Les MMO, c'est d'la merde.

----------


## O.Boulon

Exactement, c'est pour ça que c'est à mourir de rire de voir Kahn, les massacrer.

Mais y a deux trois trucs cools, faut être honnête : dragonica le beat'em'al, le jeu de skate et Dungeon party, ça m'a bien fait marrer et c'est gratos. Par contre se faire enfiler tous les mois... Non merci.

----------


## jackft

Donc le mot WOW sur la couv' c'est uniquement pour faire plus de ventes du mag ? (rassurez-moi)

----------


## Ashraam

C'est vrai que ça fait mal au yeux, un peu comme runes of magic en fait...

Dire qu'il y a tellement de free to play pas mauvais a aborder, genre Dekaron ou Cabal...

----------


## O.Boulon

Grave.
Grave de grave.
Juste pour faire acheter les toxicos de wow.

Quand on en parle, c'est uniquement pour mettre en perspective une information.

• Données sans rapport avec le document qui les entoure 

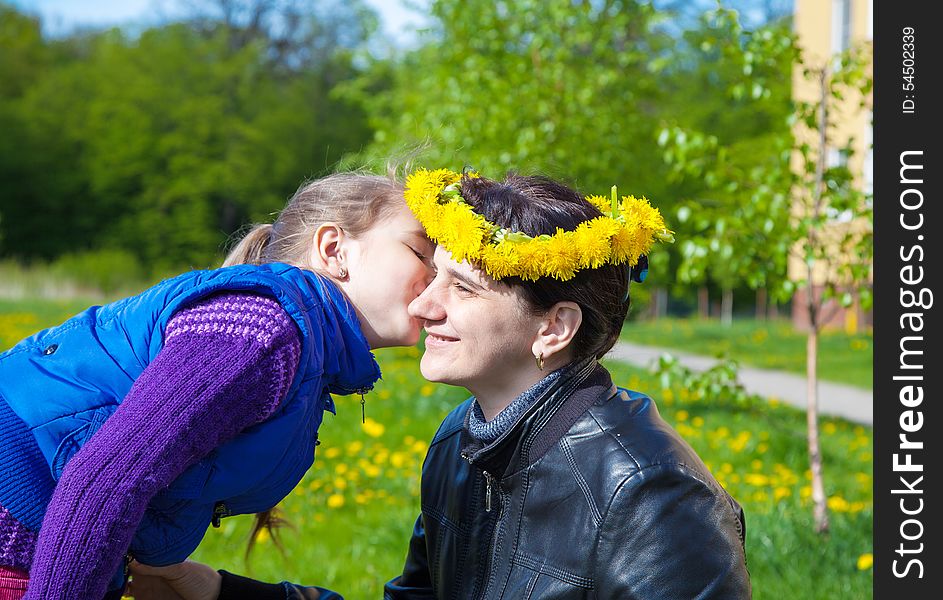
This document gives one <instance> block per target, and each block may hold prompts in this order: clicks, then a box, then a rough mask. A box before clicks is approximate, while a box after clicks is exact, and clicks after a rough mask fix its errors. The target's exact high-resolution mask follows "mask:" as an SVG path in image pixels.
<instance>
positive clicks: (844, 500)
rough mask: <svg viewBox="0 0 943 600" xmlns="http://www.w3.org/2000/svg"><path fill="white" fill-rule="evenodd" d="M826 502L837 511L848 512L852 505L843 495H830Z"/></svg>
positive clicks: (829, 508)
mask: <svg viewBox="0 0 943 600" xmlns="http://www.w3.org/2000/svg"><path fill="white" fill-rule="evenodd" d="M826 504H827V505H828V508H829V509H830V510H834V511H835V512H848V509H849V508H850V507H851V505H850V503H849V502H848V501H847V500H845V499H844V498H842V497H841V496H831V497H829V499H828V500H827V501H826Z"/></svg>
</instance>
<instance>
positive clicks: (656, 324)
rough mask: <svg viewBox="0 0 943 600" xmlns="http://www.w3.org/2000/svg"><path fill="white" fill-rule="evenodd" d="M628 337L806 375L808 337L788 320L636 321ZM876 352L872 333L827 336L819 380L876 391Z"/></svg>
mask: <svg viewBox="0 0 943 600" xmlns="http://www.w3.org/2000/svg"><path fill="white" fill-rule="evenodd" d="M622 339H623V340H625V341H627V342H633V343H636V344H643V345H647V346H660V347H663V348H670V349H674V350H678V351H682V352H688V353H691V354H702V355H704V356H714V357H721V356H727V357H730V358H733V359H735V360H737V361H738V362H740V364H742V365H751V366H755V367H762V368H767V369H782V370H784V371H790V372H792V373H799V374H802V375H804V374H805V372H806V366H805V360H806V336H805V335H804V334H803V333H802V332H799V331H796V330H795V329H794V328H793V326H792V324H791V323H790V322H789V321H784V320H779V321H756V320H753V319H736V320H734V322H733V323H732V324H731V325H730V326H729V327H728V326H724V325H722V324H721V323H720V321H718V320H716V319H711V320H706V319H672V318H662V319H657V320H654V321H632V322H630V323H626V325H625V327H624V328H623V329H622ZM873 354H874V338H873V337H872V336H871V334H870V333H868V334H856V335H849V334H846V333H844V332H843V331H826V332H823V333H822V334H821V335H820V336H819V355H818V369H819V377H820V378H821V379H824V380H826V381H833V382H836V383H847V384H850V385H855V386H858V387H861V388H865V389H871V387H872V377H873V365H872V361H873Z"/></svg>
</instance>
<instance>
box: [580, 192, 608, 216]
mask: <svg viewBox="0 0 943 600" xmlns="http://www.w3.org/2000/svg"><path fill="white" fill-rule="evenodd" d="M586 201H587V202H589V203H590V204H592V205H593V206H595V207H596V208H598V209H599V212H601V213H602V214H604V215H608V214H609V211H610V210H611V209H612V201H611V200H610V199H609V198H606V197H603V196H597V195H595V194H593V195H590V196H586Z"/></svg>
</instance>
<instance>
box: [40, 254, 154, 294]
mask: <svg viewBox="0 0 943 600" xmlns="http://www.w3.org/2000/svg"><path fill="white" fill-rule="evenodd" d="M50 271H51V275H52V276H53V277H60V278H73V279H76V280H78V281H81V282H83V284H84V285H86V286H89V287H91V288H92V289H95V290H98V291H99V292H101V293H102V294H105V295H107V296H112V295H114V294H115V293H116V292H118V291H120V290H128V289H132V288H136V287H139V286H140V285H141V282H142V281H145V280H146V273H145V270H144V268H143V267H142V266H141V263H140V262H138V260H137V258H135V256H134V255H133V254H131V253H130V252H126V251H123V250H96V251H90V252H75V253H69V254H63V255H62V256H60V257H59V258H57V259H56V260H55V261H54V262H53V263H52V265H51V268H50Z"/></svg>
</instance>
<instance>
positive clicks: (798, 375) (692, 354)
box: [606, 342, 874, 425]
mask: <svg viewBox="0 0 943 600" xmlns="http://www.w3.org/2000/svg"><path fill="white" fill-rule="evenodd" d="M663 353H669V354H672V355H674V356H675V357H676V358H677V359H678V360H680V361H681V364H683V365H685V366H686V367H688V368H690V369H693V370H695V371H703V370H705V369H707V368H709V367H711V366H713V365H715V364H716V363H717V360H716V359H714V358H710V357H705V356H697V355H694V354H688V353H686V352H679V351H677V350H669V349H666V348H655V347H652V346H639V345H637V344H631V343H628V342H618V343H617V344H616V345H615V347H614V348H613V349H612V350H611V351H610V352H609V354H607V355H606V358H608V359H610V360H619V361H623V362H627V363H630V364H634V365H637V366H640V367H650V366H652V365H653V364H654V363H655V362H656V361H657V360H658V357H659V356H661V355H662V354H663ZM739 378H740V382H741V383H743V386H744V387H745V388H746V389H747V391H749V392H752V393H756V394H759V395H761V396H763V397H765V398H776V399H778V400H780V401H781V402H786V403H789V404H792V405H794V406H797V407H799V408H801V409H803V410H804V409H805V407H806V402H807V400H806V378H805V377H804V376H803V375H795V374H793V373H786V372H784V371H774V370H771V369H757V368H755V367H746V366H743V365H741V366H740V370H739ZM819 412H820V413H821V414H826V415H832V416H836V417H843V418H845V419H848V420H849V421H854V422H855V423H862V424H865V425H873V422H874V395H873V393H872V392H871V390H866V389H863V388H859V387H855V386H851V385H843V384H839V383H831V382H826V381H819Z"/></svg>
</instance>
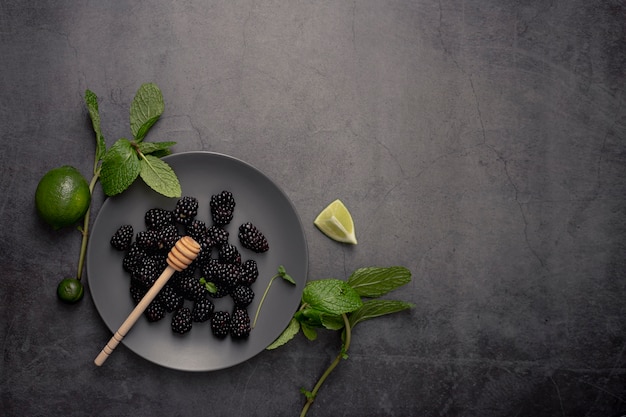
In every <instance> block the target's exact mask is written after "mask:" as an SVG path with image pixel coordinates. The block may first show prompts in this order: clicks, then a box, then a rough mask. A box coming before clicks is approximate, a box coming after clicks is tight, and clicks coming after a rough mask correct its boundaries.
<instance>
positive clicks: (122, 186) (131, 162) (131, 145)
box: [100, 138, 141, 197]
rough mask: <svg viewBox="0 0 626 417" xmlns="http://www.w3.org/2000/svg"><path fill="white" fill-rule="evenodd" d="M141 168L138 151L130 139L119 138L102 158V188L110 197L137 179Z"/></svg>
mask: <svg viewBox="0 0 626 417" xmlns="http://www.w3.org/2000/svg"><path fill="white" fill-rule="evenodd" d="M140 170H141V168H140V166H139V159H137V153H136V152H135V150H134V149H133V147H132V145H131V143H130V141H129V140H128V139H123V138H122V139H119V140H118V141H117V142H115V143H114V144H113V146H111V148H110V149H109V150H108V151H107V153H106V154H105V155H104V158H103V159H102V170H101V171H100V182H101V183H102V190H103V191H104V193H105V194H106V195H107V196H109V197H110V196H113V195H116V194H119V193H121V192H122V191H124V190H126V189H127V188H128V187H129V186H130V185H131V184H132V183H133V181H135V179H136V178H137V176H138V175H139V171H140Z"/></svg>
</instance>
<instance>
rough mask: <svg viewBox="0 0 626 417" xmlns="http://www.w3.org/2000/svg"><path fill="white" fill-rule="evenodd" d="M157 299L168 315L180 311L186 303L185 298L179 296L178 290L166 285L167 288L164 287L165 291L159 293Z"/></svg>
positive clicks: (161, 290)
mask: <svg viewBox="0 0 626 417" xmlns="http://www.w3.org/2000/svg"><path fill="white" fill-rule="evenodd" d="M157 299H158V300H159V302H160V303H161V305H162V306H163V307H164V308H165V311H167V312H168V313H172V312H174V311H176V310H178V309H179V308H181V307H182V306H183V304H184V302H185V299H184V298H183V296H182V295H180V294H178V292H177V291H176V289H174V287H172V286H171V285H169V284H166V285H165V287H163V289H162V290H161V291H160V292H159V295H158V296H157Z"/></svg>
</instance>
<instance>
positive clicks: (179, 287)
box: [179, 275, 208, 301]
mask: <svg viewBox="0 0 626 417" xmlns="http://www.w3.org/2000/svg"><path fill="white" fill-rule="evenodd" d="M179 288H180V290H179V291H180V294H181V295H182V296H183V297H184V298H185V299H186V300H189V301H201V300H202V299H204V298H206V296H207V295H208V291H207V289H206V287H205V286H204V284H201V283H200V280H199V279H198V278H196V277H195V276H193V275H192V276H188V277H184V278H183V279H182V281H181V282H180V283H179Z"/></svg>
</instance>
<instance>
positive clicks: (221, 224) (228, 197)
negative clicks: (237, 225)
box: [210, 190, 235, 226]
mask: <svg viewBox="0 0 626 417" xmlns="http://www.w3.org/2000/svg"><path fill="white" fill-rule="evenodd" d="M210 206H211V218H212V219H213V224H215V225H217V226H224V225H227V224H228V223H230V221H231V220H232V219H233V212H234V210H235V199H234V198H233V194H232V193H231V192H230V191H226V190H224V191H222V192H221V193H219V194H215V195H212V196H211V201H210Z"/></svg>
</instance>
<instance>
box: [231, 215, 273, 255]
mask: <svg viewBox="0 0 626 417" xmlns="http://www.w3.org/2000/svg"><path fill="white" fill-rule="evenodd" d="M238 237H239V242H241V245H242V246H243V247H244V248H246V249H250V250H251V251H254V252H256V253H262V252H267V251H268V250H269V248H270V246H269V244H268V243H267V239H266V238H265V236H264V235H263V233H261V231H260V230H259V229H257V227H256V226H255V225H253V224H252V223H250V222H247V223H244V224H242V225H241V226H239V234H238Z"/></svg>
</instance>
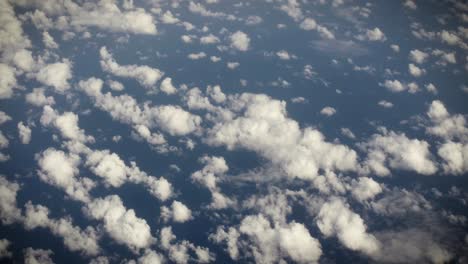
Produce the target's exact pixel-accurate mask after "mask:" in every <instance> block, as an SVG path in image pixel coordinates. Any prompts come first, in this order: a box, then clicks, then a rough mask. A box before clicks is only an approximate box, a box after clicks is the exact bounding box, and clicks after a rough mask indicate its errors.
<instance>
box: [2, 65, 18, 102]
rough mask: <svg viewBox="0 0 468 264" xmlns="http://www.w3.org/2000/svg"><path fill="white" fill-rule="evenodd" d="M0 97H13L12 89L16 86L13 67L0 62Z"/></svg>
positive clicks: (14, 76)
mask: <svg viewBox="0 0 468 264" xmlns="http://www.w3.org/2000/svg"><path fill="white" fill-rule="evenodd" d="M0 76H2V78H1V79H0V99H8V98H11V97H13V89H14V88H16V76H15V72H14V68H12V67H10V66H8V65H6V64H3V63H0Z"/></svg>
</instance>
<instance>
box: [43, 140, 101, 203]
mask: <svg viewBox="0 0 468 264" xmlns="http://www.w3.org/2000/svg"><path fill="white" fill-rule="evenodd" d="M36 159H37V162H38V165H39V169H38V171H37V173H38V175H39V178H40V179H41V180H42V181H44V182H46V183H48V184H50V185H52V186H56V187H58V188H60V189H62V190H63V191H65V192H66V193H67V194H68V195H69V196H70V197H71V198H73V199H75V200H79V201H82V202H89V201H90V195H89V190H91V189H92V188H93V187H94V186H95V183H94V182H93V181H92V180H91V179H89V178H85V177H79V176H78V173H79V170H78V165H79V163H80V160H81V159H80V157H79V156H77V155H75V154H66V153H65V152H63V151H61V150H56V149H54V148H48V149H46V150H45V151H43V152H42V153H40V154H39V155H38V156H37V158H36Z"/></svg>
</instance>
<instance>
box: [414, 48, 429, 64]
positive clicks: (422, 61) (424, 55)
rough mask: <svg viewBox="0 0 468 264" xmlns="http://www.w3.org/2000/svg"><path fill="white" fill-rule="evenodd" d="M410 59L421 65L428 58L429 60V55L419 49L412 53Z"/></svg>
mask: <svg viewBox="0 0 468 264" xmlns="http://www.w3.org/2000/svg"><path fill="white" fill-rule="evenodd" d="M409 58H410V60H412V61H414V62H415V63H418V64H421V63H424V62H425V61H426V59H427V58H429V54H427V53H426V52H423V51H420V50H418V49H414V50H411V51H410V54H409Z"/></svg>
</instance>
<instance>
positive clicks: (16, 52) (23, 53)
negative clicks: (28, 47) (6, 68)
mask: <svg viewBox="0 0 468 264" xmlns="http://www.w3.org/2000/svg"><path fill="white" fill-rule="evenodd" d="M13 64H15V66H16V67H18V68H19V69H21V70H23V71H25V72H30V71H32V70H33V68H34V67H35V66H36V65H35V61H34V58H33V57H32V52H31V51H29V50H26V49H21V50H19V51H17V52H15V55H13Z"/></svg>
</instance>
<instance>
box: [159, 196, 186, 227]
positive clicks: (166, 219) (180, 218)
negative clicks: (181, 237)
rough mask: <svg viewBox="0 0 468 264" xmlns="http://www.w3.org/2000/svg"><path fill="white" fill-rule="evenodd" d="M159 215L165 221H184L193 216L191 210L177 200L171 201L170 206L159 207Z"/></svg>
mask: <svg viewBox="0 0 468 264" xmlns="http://www.w3.org/2000/svg"><path fill="white" fill-rule="evenodd" d="M161 217H162V218H163V219H164V221H165V222H167V221H169V219H172V220H174V222H177V223H185V222H187V221H189V220H191V219H192V218H193V217H192V211H191V210H190V209H189V208H188V207H187V206H186V205H185V204H183V203H181V202H179V201H173V202H172V205H171V207H170V208H168V207H165V206H163V207H161Z"/></svg>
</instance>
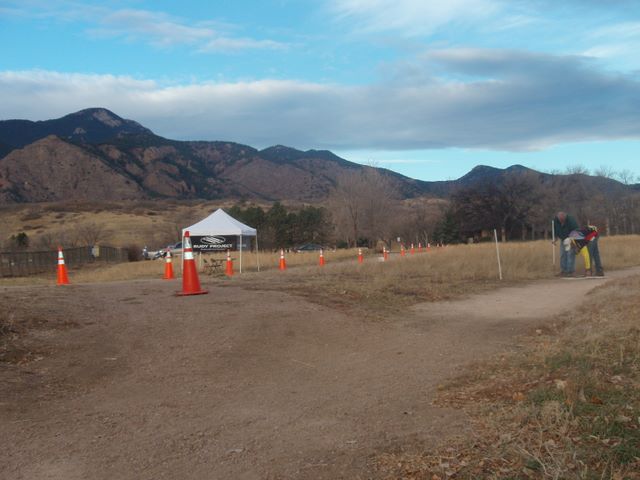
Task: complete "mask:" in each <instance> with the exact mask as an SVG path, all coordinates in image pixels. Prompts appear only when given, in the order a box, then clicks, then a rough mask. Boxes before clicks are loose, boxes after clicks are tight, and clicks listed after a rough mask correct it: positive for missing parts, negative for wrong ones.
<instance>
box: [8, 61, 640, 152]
mask: <svg viewBox="0 0 640 480" xmlns="http://www.w3.org/2000/svg"><path fill="white" fill-rule="evenodd" d="M412 68H413V69H414V70H415V71H418V72H420V71H424V72H425V73H424V76H421V75H419V74H417V75H414V76H413V77H412V79H411V81H406V78H404V77H405V76H404V75H402V72H398V75H397V76H398V78H403V81H401V82H400V81H398V82H394V81H388V82H384V83H378V84H370V85H363V86H342V85H335V84H321V83H312V82H300V81H282V80H258V81H251V82H234V83H205V82H202V83H190V84H184V85H167V84H163V83H161V82H158V81H152V80H139V79H135V78H131V77H118V76H110V75H81V74H63V73H55V72H46V71H24V72H0V98H2V105H3V116H4V117H5V118H10V117H12V118H29V119H34V120H35V119H45V118H53V117H57V116H61V115H64V114H67V113H71V112H73V111H76V110H80V109H83V108H87V107H93V106H103V107H106V108H109V109H111V110H113V111H114V112H115V113H117V114H119V115H121V116H124V117H127V118H131V119H133V120H136V121H138V122H140V123H142V124H143V125H145V126H147V127H149V128H151V129H152V130H154V131H155V132H156V133H158V134H159V135H163V136H166V137H169V138H177V139H193V140H196V139H200V140H231V141H237V142H241V143H247V144H250V145H253V146H256V147H264V146H268V145H273V144H278V143H281V144H287V145H292V146H296V147H300V148H331V149H342V150H347V149H383V150H385V149H386V150H398V149H425V148H426V149H428V148H447V147H461V148H484V149H494V150H535V149H542V148H546V147H548V146H550V145H555V144H561V143H565V142H576V141H591V140H615V139H638V138H640V82H638V80H637V79H636V78H634V77H632V76H624V75H619V74H612V73H608V72H605V71H599V70H597V69H596V66H595V65H594V64H593V63H591V62H589V61H588V59H586V58H584V57H560V56H553V55H544V54H532V53H527V52H518V51H500V50H497V51H494V50H478V49H457V50H439V51H434V52H430V53H428V54H426V55H424V56H423V57H422V58H420V59H418V60H416V62H415V65H412ZM434 73H436V74H437V73H441V74H442V75H441V76H437V75H434ZM424 78H427V80H426V81H425V80H424ZM451 78H455V80H451ZM392 160H393V159H392Z"/></svg>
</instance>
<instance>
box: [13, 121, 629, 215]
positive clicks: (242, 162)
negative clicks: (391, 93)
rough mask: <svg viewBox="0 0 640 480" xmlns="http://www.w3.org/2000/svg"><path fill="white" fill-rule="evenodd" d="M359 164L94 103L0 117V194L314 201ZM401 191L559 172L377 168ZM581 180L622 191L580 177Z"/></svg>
mask: <svg viewBox="0 0 640 480" xmlns="http://www.w3.org/2000/svg"><path fill="white" fill-rule="evenodd" d="M367 168H372V167H366V166H363V165H360V164H357V163H353V162H349V161H348V160H345V159H343V158H340V157H338V156H337V155H335V154H333V153H332V152H329V151H326V150H307V151H301V150H296V149H294V148H290V147H286V146H282V145H276V146H273V147H269V148H266V149H264V150H260V151H258V150H256V149H255V148H253V147H250V146H247V145H241V144H237V143H232V142H222V141H217V142H204V141H187V142H181V141H175V140H169V139H166V138H162V137H159V136H157V135H155V134H154V133H153V132H151V130H149V129H147V128H145V127H143V126H142V125H140V124H138V123H137V122H134V121H132V120H126V119H123V118H121V117H119V116H118V115H116V114H114V113H113V112H110V111H109V110H106V109H104V108H92V109H86V110H82V111H80V112H76V113H72V114H70V115H66V116H64V117H62V118H59V119H55V120H47V121H40V122H32V121H29V120H5V121H0V202H2V203H7V202H8V203H15V202H39V201H60V200H80V201H82V200H94V201H101V200H117V199H137V198H158V197H160V198H179V199H221V198H226V199H234V198H235V199H248V200H266V201H273V200H291V201H299V202H318V201H322V200H323V199H326V198H327V196H328V195H329V193H330V191H331V189H332V188H333V187H334V186H335V184H336V181H337V180H338V179H339V178H340V177H341V176H342V175H344V174H345V173H346V172H351V171H358V170H362V169H367ZM378 170H379V171H380V172H381V174H382V175H384V176H386V177H387V178H388V179H389V181H390V182H391V183H392V184H393V185H394V187H395V189H396V190H397V191H398V193H399V195H400V196H401V197H402V198H405V199H406V198H414V197H421V196H434V197H446V196H448V195H449V194H450V193H451V192H452V191H454V190H455V189H458V188H463V187H466V186H472V185H473V184H474V183H477V182H483V181H489V182H499V181H501V179H503V178H505V176H508V175H511V174H514V173H523V172H533V173H534V174H537V175H540V177H541V178H542V180H543V181H545V182H557V181H564V180H563V178H564V176H553V175H548V174H538V173H537V172H534V171H533V170H529V169H527V168H525V167H522V166H519V165H515V166H513V167H509V168H508V169H504V170H502V169H497V168H492V167H486V166H478V167H476V168H474V169H473V170H472V171H471V172H469V173H468V174H467V175H465V176H463V177H461V178H460V179H458V180H453V181H441V182H424V181H420V180H415V179H412V178H408V177H405V176H403V175H400V174H398V173H395V172H392V171H390V170H386V169H378ZM587 184H588V185H589V188H595V189H597V190H600V191H603V192H608V193H612V194H618V193H622V192H625V191H629V189H630V187H626V186H624V185H622V184H621V183H619V182H616V181H614V180H610V179H605V178H597V177H588V181H587Z"/></svg>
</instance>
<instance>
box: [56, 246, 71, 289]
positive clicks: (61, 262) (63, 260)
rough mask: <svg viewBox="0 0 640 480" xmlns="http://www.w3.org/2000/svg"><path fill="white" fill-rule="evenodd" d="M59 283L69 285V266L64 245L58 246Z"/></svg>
mask: <svg viewBox="0 0 640 480" xmlns="http://www.w3.org/2000/svg"><path fill="white" fill-rule="evenodd" d="M57 285H69V277H68V276H67V266H66V265H65V264H64V255H63V254H62V247H58V282H57Z"/></svg>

Exemple... Quand tu parles de Runes of Magic qui copie colle WOW, t'es bien obligé d'en parler dans les comparaisons.

Sinon, pas de conseil pour faire fumer Onyxia ou pour faire danser le twist au roi liche... On est au dessus de tout ça.

----------


## jackft

Evidemment ! Et puis si jamais le HS peut faire ouvrir les yeux à quelques-uns de ces toxicos, ça sera tant mieux pour eux...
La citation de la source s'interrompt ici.